My second Shilo Sharps is a very plain jane # 1 Sporter in 40-70 Sharps Straight, standard wood, regular case hardened. It sports a 32" half oct/round barrel. And it shoots as well as my 45-70, I think it has a better "cool factor" than the real fancy rifles I paid $1800.00 for this one. I think this rifle represents what the vast majority of original Sharps Shooters used during the buffalo hunting days.
Nobody builds a finer rifle in these United States, they are works of art at any level.
If I could persuade you not to buy any of the Italian reproduction rifles, not that they don't shoot well some of them shoot real well.But they miss the mark of a exceptional rifle in alot of areas.I just like the idea of Americans building the 1874's they are the by far the best there is.It sounds like alot of money, but when you consider any smokeless rifles (good ones) they are are a bargain.

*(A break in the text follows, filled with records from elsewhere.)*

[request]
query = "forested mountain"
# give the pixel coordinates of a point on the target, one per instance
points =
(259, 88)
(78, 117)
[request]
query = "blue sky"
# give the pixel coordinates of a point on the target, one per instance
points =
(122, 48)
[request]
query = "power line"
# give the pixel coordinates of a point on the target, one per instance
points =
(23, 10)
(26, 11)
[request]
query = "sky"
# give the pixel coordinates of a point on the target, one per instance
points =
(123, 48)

These rifles(Shilo's) will be around for the next 150 years. I have had the Italian reproduction 1885, I sold it as soon my Shilo arrived.

James Kain
December 19, 2008, 08:11 PM
I have always been a fan of all the old military style rifles! Hell I own a M1, M1 Carbine, Endfield SMLE(1971 I m not rich), 1903A3 Springfield, 1941 Tov, a 1853 3band endfield(repro for civil war reenacting) and paying on a Fin-Mosin Nagunt. I right now am having a pre sporter (it wasnt bad but not good job on that stalk chop) at the smith to get modded for my use as a coyote "sniper" rifle. In my opinion there is no dif from a coyote and sniper rifle except chamber.

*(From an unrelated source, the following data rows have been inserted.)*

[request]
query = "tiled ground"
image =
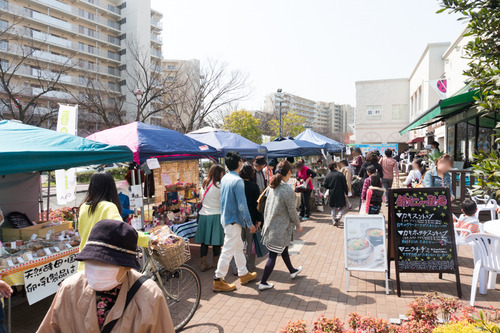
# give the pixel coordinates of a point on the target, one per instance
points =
(319, 290)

That in mind, I saw the 1874 Military Rifle and was wicked happy. I looked at 63 but its caplock, but breach loading. The 74 is chambered in 30-40K / 40-65 / 45-70 / 50-70, Shiloh 40-82, 40-50ST. Now if I do end up with this it would be topped with a MVA ADJUSTABLE SCOPE with maybe the Centerless 6 Mil-Dot Reticle or 7 Mil Dot Reticle.

OK So my Guss the 30-40K would be the 3040Kreg? Was that originally a BPCR or was it always smokeless? If its BP I m all over it! Because I already have molds of it. Because I shoot lead from most of my 30cals. *30cal is most abundent is why I have so many, my fav is 6.5mm/.264*

I will be selling at some point soon is a Knock off of H&K 91, and Re-barrel Mauser 98 in 308, reason for mauser sell is re-barrel was done badly! 3 scops and 2 ring sets and it will not hit anything past 50yds if you can hit that....I know I can shoot less then 1moa at 50!! ... ... ...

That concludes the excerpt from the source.